二度とこんなバカみたいなマネしないから許して〜! って抱き付いて頬ずりして、名前さんの存在を腕の中でじっくりたっぷり噛み締めたい。そしたらホンットしょうがないわね、なんて苦笑いしながら、名前さんは俺の背中をあやすように撫でてくれるだろうから。

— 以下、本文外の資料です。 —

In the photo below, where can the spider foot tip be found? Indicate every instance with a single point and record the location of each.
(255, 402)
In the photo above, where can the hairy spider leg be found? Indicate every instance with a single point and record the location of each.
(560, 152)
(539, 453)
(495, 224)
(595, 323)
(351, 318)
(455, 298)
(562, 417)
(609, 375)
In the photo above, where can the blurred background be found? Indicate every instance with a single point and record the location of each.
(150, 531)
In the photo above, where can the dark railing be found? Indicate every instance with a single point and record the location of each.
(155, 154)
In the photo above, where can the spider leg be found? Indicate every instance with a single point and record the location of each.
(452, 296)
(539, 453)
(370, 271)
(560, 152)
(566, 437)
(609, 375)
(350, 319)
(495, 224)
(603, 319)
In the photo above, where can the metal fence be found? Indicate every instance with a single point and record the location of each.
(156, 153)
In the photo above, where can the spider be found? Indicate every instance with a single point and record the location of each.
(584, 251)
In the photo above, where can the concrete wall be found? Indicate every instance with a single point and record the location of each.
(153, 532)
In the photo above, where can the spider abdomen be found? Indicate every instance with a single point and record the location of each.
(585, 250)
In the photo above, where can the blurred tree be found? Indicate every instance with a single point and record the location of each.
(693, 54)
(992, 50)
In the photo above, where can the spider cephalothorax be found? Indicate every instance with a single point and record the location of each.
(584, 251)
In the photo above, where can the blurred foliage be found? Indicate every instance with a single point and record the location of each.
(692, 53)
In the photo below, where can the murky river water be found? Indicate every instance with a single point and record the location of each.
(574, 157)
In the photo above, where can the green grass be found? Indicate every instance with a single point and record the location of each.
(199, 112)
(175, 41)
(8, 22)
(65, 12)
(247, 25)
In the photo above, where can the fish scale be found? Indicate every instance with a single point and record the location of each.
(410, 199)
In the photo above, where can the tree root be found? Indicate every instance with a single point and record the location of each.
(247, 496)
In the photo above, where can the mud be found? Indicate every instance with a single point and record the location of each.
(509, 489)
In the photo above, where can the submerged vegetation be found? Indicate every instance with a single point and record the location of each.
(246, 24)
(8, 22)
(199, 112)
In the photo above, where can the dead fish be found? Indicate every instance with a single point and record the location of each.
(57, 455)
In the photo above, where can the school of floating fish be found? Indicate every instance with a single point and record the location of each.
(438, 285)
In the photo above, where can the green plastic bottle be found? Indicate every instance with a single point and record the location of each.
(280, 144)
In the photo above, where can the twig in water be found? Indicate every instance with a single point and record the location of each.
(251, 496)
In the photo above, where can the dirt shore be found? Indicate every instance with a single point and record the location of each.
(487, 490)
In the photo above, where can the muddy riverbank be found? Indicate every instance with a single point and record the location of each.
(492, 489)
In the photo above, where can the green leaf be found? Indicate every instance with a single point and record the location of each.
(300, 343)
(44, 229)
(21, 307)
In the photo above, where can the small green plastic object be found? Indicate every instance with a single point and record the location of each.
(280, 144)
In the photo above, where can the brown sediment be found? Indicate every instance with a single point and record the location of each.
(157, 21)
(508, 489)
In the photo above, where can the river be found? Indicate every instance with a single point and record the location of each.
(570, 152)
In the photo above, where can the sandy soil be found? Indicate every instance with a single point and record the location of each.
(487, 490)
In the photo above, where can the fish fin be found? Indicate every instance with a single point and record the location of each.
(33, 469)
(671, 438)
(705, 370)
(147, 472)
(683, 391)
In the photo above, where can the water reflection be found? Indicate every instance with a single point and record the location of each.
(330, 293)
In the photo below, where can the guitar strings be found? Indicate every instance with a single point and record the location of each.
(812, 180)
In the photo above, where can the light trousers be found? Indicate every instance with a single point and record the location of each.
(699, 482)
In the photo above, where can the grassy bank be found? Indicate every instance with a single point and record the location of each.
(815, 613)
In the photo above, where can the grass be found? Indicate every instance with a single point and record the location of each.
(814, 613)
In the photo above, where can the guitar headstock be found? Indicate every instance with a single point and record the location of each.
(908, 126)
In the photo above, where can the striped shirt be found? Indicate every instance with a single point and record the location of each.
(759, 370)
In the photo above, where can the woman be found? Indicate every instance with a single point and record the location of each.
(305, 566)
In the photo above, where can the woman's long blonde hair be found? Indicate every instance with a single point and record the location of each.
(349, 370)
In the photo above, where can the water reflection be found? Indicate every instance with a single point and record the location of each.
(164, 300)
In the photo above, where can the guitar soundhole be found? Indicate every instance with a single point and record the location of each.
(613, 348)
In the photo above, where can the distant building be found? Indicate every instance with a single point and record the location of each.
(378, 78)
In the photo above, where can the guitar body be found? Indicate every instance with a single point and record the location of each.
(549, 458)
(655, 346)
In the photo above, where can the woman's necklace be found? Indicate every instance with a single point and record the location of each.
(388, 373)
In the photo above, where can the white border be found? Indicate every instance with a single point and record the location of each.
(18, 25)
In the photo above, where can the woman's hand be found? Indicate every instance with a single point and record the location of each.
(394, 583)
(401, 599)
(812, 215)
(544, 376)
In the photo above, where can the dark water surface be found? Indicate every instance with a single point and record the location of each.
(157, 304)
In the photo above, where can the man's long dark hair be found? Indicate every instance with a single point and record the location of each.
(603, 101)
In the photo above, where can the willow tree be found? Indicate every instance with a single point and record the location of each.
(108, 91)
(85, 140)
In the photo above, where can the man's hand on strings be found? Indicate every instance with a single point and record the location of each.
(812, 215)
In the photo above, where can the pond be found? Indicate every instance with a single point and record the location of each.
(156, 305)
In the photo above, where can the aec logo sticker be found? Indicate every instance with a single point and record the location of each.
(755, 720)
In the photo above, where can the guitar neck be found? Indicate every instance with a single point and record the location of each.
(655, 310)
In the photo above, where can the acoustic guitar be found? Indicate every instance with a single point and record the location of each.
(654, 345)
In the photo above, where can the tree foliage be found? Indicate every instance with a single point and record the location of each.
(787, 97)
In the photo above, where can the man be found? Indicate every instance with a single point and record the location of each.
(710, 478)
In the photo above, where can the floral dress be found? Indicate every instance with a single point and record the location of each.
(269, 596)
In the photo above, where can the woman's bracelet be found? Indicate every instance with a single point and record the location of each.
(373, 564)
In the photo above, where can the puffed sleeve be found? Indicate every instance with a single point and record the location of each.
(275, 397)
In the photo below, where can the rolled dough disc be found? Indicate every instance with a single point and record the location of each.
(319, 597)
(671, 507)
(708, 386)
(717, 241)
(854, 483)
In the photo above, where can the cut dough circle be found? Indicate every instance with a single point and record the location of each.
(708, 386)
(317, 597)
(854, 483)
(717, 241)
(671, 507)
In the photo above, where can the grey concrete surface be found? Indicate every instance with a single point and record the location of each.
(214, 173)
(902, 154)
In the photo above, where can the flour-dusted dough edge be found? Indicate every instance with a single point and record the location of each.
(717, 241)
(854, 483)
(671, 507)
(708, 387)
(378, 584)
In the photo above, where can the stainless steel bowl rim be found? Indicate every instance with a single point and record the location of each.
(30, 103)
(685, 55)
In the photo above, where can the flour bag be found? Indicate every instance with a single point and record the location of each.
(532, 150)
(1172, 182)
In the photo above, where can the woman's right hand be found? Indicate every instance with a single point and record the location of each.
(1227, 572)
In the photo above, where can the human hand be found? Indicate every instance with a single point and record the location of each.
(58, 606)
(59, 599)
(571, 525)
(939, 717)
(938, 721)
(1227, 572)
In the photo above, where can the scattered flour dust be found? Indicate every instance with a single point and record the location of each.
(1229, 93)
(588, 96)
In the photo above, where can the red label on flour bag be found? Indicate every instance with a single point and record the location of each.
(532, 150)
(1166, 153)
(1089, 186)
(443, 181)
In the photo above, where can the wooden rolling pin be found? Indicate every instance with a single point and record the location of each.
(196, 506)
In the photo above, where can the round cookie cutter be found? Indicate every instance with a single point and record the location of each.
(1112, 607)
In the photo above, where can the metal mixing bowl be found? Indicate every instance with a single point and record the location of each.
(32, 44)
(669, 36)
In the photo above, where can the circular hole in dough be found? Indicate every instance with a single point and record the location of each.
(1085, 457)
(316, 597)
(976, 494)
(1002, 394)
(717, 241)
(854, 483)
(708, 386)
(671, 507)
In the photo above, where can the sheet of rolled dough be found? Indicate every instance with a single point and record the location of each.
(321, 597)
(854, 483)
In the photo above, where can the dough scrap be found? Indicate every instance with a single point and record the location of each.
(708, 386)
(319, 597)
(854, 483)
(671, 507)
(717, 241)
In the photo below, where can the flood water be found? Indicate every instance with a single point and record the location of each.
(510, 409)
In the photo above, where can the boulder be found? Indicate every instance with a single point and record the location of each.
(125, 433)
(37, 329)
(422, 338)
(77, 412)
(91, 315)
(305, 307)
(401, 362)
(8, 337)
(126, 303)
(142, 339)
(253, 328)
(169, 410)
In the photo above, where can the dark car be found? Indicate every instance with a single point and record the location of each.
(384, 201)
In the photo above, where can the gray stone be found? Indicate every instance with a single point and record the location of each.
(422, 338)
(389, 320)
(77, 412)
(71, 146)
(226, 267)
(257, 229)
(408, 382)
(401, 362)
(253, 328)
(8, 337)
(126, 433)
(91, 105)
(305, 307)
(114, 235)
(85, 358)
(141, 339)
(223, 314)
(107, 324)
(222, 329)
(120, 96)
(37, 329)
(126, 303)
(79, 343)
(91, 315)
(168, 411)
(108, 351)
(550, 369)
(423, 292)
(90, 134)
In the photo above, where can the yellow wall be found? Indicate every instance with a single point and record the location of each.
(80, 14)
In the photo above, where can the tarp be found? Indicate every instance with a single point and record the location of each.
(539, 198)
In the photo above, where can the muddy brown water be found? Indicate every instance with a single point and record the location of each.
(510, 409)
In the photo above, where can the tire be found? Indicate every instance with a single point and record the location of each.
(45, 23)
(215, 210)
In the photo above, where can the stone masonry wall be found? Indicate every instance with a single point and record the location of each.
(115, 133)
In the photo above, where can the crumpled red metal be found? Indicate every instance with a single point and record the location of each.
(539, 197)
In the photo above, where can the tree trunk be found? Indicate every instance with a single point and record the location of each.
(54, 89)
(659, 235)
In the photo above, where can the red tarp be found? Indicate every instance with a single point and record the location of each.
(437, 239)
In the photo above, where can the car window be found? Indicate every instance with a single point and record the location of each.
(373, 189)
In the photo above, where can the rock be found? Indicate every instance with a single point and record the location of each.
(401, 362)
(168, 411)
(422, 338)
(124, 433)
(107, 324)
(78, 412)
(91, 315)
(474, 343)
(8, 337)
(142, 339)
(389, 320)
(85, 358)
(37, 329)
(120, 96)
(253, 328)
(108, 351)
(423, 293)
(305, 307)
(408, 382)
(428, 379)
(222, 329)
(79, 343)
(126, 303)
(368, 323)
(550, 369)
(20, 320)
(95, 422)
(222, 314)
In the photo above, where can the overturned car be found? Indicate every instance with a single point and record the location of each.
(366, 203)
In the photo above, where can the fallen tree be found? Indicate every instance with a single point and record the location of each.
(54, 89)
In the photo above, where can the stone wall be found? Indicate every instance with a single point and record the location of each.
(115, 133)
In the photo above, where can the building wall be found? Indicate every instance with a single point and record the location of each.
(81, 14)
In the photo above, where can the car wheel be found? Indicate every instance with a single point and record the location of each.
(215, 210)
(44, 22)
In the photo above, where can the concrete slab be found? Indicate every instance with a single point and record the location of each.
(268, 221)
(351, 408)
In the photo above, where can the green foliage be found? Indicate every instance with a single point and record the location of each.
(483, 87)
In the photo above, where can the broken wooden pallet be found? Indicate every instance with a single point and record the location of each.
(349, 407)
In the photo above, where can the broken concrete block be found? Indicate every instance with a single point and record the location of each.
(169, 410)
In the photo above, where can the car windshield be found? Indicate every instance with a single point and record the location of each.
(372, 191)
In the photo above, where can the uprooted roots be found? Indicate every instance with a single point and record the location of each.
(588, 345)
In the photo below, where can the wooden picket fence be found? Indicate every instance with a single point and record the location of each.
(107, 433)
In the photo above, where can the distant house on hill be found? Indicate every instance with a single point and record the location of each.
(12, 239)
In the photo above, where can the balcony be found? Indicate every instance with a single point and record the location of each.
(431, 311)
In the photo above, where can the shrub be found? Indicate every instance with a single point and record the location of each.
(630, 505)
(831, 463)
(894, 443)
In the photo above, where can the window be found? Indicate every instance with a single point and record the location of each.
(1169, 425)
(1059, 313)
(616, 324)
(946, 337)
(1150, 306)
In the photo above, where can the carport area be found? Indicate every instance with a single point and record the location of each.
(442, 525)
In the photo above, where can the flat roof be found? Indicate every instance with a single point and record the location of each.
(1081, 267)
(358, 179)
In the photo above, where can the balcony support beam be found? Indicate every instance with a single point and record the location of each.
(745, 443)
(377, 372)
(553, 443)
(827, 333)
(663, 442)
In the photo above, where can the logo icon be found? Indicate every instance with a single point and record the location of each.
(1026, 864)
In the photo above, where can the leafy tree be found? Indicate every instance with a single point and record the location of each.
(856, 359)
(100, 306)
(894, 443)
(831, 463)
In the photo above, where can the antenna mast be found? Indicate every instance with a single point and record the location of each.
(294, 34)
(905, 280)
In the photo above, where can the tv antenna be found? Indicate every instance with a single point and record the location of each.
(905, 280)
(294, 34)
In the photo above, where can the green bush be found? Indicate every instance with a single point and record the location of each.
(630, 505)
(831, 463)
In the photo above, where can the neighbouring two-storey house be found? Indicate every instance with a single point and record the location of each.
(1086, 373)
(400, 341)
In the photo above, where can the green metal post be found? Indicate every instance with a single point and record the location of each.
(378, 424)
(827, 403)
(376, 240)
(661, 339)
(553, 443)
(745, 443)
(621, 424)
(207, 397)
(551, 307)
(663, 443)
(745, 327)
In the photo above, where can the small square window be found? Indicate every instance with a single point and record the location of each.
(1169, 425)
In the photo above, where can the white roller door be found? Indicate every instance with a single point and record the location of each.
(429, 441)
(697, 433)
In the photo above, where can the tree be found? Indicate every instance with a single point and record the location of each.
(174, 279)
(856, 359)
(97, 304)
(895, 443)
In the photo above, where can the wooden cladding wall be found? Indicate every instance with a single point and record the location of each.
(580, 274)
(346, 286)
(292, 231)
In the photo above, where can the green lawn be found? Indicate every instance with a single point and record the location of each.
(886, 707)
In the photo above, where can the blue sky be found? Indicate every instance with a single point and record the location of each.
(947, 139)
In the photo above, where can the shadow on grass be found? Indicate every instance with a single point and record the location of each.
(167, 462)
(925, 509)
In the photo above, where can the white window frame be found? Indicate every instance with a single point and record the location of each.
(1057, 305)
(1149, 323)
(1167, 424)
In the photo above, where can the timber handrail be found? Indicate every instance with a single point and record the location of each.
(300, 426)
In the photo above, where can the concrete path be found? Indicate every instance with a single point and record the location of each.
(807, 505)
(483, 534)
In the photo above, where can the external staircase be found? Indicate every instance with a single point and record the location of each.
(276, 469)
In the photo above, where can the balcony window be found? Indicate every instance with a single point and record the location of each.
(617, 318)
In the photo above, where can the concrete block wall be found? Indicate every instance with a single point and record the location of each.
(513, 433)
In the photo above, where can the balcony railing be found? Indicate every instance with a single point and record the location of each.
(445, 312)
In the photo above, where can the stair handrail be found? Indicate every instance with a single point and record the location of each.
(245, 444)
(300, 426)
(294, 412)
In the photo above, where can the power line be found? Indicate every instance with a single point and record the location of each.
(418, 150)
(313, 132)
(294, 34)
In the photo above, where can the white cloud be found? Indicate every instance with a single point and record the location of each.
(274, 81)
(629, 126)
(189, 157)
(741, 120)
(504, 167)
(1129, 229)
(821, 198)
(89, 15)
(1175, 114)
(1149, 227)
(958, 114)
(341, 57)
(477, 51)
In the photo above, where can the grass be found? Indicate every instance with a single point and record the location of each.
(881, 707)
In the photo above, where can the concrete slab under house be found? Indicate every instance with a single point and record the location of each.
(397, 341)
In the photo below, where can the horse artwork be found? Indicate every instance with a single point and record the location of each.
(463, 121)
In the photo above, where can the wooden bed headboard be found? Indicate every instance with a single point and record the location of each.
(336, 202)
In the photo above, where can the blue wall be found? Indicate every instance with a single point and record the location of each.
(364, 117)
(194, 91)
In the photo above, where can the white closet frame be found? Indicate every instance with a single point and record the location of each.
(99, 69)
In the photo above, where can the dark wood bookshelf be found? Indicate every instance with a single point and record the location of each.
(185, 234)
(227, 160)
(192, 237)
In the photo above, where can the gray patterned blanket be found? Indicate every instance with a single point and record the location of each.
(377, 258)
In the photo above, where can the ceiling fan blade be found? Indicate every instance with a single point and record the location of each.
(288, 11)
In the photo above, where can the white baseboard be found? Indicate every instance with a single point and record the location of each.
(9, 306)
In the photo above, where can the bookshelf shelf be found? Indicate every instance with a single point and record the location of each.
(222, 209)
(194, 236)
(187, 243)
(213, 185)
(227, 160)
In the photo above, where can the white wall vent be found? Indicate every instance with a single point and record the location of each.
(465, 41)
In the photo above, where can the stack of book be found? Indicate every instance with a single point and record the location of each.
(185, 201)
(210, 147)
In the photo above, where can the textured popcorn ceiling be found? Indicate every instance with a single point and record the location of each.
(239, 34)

「好きだって言いたいよ、大好きすきすき名前さん愛してるぅ〜!」
「るっさい!」

にべもなく撃沈させられた。イラついた様子の姐さんに頭を引っ叩かれて、やり場のない想いを堪えながら俺は「だってぇ……」と涙ながらに机に突っ伏す。こうでも愚痴らないとやってらんないんだよ。
俺たち二人の計画は滞りなく実行されてるワケだけど、一向に名前さんには俺が望むような変化は無いし、かといって関係が悪化したワケでも無い。とどのつまり膠着状態。万策尽きて打つ手もこれと言って無し。
続けても意味あるのかなコレ。俺が名前さんに飢えるだけじゃない? 辛いし、切ない。
寂しくて寂しくて耐えきれない。ウサギって寂しいと死んじゃうんだからね。俺が干からびて死んじゃったら名前さんの所為なんだからね。とは言っても俺がやってるのは猫だけど。

早くも挫折感に打ちひしがれてる俺を見て姐さんはため息を吐いた後、やれやれと肩を竦めて「シャキッとしなさい」と窘めた。
顔を上げれば案の定、呆れつつも苦笑していて。

「間抜けねえ……バレンタインがダメならホワイトデーが残ってるでしょ。タイミング良く名前もその日はオフみたいだし、なけなしの勇気奮って誘ってみたら?」
「ホントにっ?!」
「嘘言ってどうするのよ」
「…………行ってくる!!」

辛抱も限界だった俺は出し抜けに立ち上がって、今も仕事中だろう名前さんの元へ一目散に駆け出した。これから名前さんに会えると思ったらなんだか物凄く身体が軽いや。今なら腕輪の力なんて無くても空も飛べそう。
憂鬱から一気に有頂天になった俺の後ろ姿を見て、イヴァ姐さんが「仕方ないわね」と頭を抱えていたことを俺は知らない。
ここには居ない名前さんに向かってお膳立てはしてあげたからね、と呟いたことも。